Con esto habría bastante como para pensar que a estas alturas el paisaje ya es éste, y que el Nuevo Mundo es inevitable. Pero también es verdad que no todo está marchando tan sobre ruedas como el dinero se esperaba. Cuanto más fuerte e invasivo es el mito de la globalización, más proclive es a generar rebeliones. Es precisamente su necesidad de sustentarse sobre cierta unanimidad la que lo condena a provocar disensiones. Aun cuando se prometa dinero y bienestar a todo el mundo, la misma categoría de «todo el mundo» resurge fatalmente sobredimensionada: es razonable pensar en un «todo el mundo» en el que figura la parte más activa, fuerte, productiva del planeta, pero del que resultan excluidas las zonas débiles, irregulares o indisciplinadas del sistema. Aun cuando resulte deplorable, no se puede construir el Oeste sin exterminar a los indios. En consecuencia, a nivel planetario, los movimientos en contra del plácido discurrir de Occidente hacia la globalización son innumerables.

bonus[9]:

TORRES GEMELAS

Y se trataría, en este momento, de comprender la geografía de dicha revuelta: pero no resulta fácil.
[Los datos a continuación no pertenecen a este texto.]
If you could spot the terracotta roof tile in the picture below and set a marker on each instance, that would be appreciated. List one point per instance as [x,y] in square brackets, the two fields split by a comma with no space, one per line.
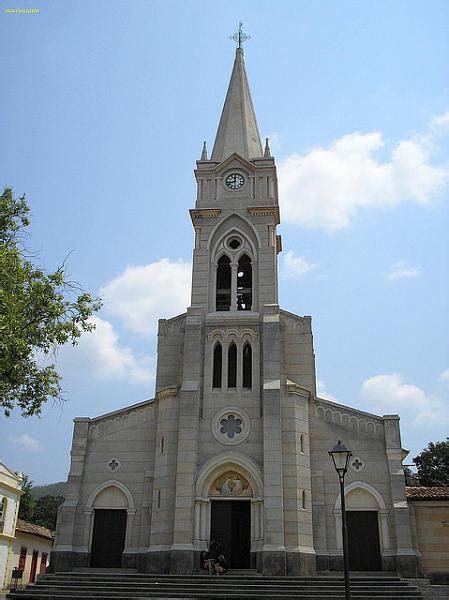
[25,527]
[424,493]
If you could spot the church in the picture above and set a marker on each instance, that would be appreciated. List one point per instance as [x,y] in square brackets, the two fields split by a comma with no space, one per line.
[234,446]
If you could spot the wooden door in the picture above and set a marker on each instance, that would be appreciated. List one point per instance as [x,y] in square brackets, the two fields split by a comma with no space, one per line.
[33,566]
[231,527]
[108,539]
[363,540]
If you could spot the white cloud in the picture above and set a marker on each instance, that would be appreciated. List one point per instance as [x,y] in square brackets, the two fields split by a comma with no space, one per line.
[402,270]
[294,266]
[100,354]
[326,187]
[26,442]
[388,394]
[322,392]
[143,294]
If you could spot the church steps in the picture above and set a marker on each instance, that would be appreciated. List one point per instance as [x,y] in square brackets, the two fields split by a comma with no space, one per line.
[71,585]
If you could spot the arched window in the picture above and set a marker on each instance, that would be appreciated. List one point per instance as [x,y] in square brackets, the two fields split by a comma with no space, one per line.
[223,295]
[244,283]
[247,366]
[216,370]
[232,366]
[2,513]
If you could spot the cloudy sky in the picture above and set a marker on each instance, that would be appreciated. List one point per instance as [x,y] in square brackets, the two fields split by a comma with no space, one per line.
[104,108]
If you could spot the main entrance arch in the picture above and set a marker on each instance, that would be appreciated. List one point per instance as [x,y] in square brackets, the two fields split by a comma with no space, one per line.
[229,507]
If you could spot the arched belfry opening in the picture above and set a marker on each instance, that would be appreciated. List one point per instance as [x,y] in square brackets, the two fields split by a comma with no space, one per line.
[244,283]
[232,365]
[217,366]
[223,295]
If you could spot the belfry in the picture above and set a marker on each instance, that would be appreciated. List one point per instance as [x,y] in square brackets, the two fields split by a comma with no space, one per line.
[234,446]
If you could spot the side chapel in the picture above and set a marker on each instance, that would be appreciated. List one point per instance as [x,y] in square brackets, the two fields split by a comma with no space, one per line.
[235,443]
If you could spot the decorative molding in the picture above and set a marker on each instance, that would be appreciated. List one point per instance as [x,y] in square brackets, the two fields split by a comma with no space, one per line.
[351,420]
[295,323]
[204,213]
[166,392]
[224,335]
[265,211]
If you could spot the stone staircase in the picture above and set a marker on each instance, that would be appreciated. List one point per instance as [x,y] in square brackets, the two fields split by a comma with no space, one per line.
[129,585]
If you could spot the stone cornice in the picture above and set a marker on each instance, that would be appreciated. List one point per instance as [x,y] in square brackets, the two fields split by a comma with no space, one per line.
[204,213]
[265,211]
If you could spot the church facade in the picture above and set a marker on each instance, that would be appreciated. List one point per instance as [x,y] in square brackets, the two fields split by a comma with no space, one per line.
[234,446]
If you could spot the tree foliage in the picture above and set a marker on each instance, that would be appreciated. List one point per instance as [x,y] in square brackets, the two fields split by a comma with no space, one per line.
[39,312]
[433,464]
[46,511]
[27,501]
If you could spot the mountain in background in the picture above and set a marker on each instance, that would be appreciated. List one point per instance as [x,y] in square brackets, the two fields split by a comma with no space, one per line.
[52,489]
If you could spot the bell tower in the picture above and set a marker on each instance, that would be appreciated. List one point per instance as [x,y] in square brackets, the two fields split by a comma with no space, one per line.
[230,370]
[236,211]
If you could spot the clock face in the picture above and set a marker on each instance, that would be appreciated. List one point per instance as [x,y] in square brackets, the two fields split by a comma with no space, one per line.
[234,181]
Muchos, por ejemplo, interpretaron como antiglobalización el atentado contra las Torres Gemelas. ¿Verdadero? ¿Falso? Es difícil decirlo. Tan difícil como interpretar la actitud de muchos países del Tercer Mundo, aparentemente deseosos de ofrecer oxígeno a la globalización, pero en realidad más bien intolerantes respecto a lo que, no del todo sin razón, interpretan como el triunfo del imperio americano. Así que, en definitiva, lo que se puede hacer es limitarse a estudiar, y posiblemente comprender, la parte más fácilmente legible, y descubierta, de la revuelta: el movimiento antiglobalización. Aunque haya nacido de la suma de componentes absolutamente distintos entre sí, ese movimiento tiene ya en la actualidad un perfil propio claro y suficientemente unitario. Los antiglobalizadores son aquellos que, de repente, se bajaron del tren. El Oeste les olía mal. Y se bajaron. Y dijeron que la nueva frontera no es su nueva frontera. Es un sueño ajeno. Y un sueño, además, no demasiado limpio.
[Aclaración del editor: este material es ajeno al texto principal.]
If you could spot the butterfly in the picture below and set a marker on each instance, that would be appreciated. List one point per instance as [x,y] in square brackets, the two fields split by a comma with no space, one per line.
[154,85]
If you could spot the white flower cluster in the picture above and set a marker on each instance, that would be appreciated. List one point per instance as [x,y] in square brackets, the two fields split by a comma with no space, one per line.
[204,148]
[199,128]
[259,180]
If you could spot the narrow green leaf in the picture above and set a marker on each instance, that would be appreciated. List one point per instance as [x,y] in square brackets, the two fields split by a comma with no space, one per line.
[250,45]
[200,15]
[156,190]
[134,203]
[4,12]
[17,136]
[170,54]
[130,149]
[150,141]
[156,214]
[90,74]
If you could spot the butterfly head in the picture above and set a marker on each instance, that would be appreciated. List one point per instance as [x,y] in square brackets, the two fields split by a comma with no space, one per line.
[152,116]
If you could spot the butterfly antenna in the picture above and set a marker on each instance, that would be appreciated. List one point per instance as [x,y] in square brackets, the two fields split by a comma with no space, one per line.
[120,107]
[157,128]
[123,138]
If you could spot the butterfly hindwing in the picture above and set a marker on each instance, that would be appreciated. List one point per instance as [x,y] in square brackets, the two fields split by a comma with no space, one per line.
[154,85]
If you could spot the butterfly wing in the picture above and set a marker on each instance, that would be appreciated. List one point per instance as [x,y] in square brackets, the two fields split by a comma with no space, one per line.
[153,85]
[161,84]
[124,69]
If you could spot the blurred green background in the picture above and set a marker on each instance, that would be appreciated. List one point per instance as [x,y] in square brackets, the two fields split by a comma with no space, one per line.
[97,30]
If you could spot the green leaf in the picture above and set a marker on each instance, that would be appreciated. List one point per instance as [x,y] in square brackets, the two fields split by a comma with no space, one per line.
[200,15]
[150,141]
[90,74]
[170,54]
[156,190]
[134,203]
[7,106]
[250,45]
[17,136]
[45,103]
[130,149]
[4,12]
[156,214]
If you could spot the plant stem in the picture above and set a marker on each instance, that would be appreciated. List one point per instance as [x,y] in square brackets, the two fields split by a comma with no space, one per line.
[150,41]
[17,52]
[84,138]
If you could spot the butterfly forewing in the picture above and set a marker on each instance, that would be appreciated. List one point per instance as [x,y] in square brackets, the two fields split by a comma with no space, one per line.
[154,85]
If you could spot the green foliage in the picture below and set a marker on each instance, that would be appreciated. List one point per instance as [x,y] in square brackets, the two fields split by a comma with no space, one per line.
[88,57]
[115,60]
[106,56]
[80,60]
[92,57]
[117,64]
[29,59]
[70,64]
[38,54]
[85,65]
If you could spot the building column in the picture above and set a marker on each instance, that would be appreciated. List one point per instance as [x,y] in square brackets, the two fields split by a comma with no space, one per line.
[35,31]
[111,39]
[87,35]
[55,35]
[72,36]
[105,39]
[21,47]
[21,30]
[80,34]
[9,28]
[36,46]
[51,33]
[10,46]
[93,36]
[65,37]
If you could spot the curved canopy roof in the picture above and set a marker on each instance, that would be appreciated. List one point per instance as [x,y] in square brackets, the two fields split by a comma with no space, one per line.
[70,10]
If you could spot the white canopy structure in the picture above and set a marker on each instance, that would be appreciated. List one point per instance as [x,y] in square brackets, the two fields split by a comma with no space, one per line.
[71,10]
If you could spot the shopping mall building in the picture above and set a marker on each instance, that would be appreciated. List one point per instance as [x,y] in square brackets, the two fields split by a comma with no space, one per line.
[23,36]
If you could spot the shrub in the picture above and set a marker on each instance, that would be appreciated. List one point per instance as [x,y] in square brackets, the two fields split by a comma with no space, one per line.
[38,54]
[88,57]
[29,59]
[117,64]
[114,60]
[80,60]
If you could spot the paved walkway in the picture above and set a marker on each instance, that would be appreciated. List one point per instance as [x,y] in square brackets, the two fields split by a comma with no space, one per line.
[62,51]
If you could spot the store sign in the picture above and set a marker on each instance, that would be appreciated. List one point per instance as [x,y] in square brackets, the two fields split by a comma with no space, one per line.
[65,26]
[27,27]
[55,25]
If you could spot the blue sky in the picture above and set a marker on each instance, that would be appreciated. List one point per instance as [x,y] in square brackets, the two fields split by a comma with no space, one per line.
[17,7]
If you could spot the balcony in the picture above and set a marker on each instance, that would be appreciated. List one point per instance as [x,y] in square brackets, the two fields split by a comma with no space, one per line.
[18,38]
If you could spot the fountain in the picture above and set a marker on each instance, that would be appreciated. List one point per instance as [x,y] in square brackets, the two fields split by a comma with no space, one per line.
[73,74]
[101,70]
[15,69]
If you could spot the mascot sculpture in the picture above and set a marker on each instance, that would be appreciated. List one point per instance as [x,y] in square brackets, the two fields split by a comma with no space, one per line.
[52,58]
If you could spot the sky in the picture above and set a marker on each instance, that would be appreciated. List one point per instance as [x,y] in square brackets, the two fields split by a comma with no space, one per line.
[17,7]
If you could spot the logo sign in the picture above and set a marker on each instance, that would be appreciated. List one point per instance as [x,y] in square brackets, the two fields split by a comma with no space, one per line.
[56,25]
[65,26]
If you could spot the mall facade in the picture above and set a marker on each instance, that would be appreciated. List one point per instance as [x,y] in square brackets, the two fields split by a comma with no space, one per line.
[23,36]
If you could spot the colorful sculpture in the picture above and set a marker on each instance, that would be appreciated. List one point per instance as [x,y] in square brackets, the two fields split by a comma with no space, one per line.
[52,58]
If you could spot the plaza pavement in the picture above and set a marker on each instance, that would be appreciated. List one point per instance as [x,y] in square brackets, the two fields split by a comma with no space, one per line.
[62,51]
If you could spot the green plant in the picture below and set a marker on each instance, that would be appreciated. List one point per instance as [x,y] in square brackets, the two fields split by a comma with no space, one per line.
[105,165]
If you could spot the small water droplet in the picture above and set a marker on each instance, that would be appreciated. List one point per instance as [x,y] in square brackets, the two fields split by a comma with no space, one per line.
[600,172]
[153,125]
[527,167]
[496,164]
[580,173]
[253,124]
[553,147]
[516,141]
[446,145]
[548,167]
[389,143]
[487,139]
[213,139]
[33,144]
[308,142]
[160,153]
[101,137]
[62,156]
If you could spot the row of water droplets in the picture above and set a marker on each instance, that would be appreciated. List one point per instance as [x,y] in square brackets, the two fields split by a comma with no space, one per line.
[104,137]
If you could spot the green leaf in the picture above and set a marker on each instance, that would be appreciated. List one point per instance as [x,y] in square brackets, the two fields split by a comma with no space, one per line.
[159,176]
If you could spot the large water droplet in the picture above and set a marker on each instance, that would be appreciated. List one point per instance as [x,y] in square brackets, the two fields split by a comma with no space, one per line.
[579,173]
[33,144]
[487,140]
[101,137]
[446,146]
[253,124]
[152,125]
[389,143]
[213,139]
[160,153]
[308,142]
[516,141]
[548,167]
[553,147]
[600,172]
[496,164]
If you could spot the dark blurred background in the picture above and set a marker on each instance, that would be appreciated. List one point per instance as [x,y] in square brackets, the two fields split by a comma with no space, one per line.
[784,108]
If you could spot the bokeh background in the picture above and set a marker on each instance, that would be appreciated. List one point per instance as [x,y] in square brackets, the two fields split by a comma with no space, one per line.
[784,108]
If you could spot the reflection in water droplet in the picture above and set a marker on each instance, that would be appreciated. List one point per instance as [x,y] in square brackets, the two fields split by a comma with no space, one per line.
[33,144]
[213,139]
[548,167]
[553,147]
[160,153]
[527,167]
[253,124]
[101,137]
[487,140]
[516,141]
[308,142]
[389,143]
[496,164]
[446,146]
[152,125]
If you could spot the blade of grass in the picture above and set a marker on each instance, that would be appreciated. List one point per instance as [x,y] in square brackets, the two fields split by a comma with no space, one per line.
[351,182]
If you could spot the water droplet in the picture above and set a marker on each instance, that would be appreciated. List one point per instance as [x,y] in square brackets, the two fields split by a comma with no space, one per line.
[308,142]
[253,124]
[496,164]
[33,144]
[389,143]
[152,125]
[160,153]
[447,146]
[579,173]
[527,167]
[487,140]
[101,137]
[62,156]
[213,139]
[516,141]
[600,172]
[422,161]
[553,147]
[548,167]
¿Qué debemos pensar de ellos? ¿Son locos o son los únicos que permanecen lúcidos? ¿Son saboteadores o profetas? ¿Condenan a los pobres del planeta a la miseria o los defienden? Estoy pensando en la portada de The Economist (una de las lecturas preferidas por los ricos de la tierra), que apareció el día después de los acontecimientos de Seattle (noviembre de 1999, fue prácticamente el nacimiento de dicho movimiento: paralizaron el vértice de la Organización Mundial del Comercio y todo el mundo descubrió dos cosas: que ellos existían y que existía la OMC). Era una portada feroz. Con sólo un gran titular: ¿QUIÉN HA PERDIDO EN SEATTLE? Y luego, debajo, una fotografía: una madre y un niño, probablemente indios, claramente pobres, definitivamente derrotados. En blanco y negro, me parece.

Si en algún lugar del mundo hay alguien que se toma la molestia de publicar una portada como ésa, entonces es que hay algo ahí que es necesario comprender.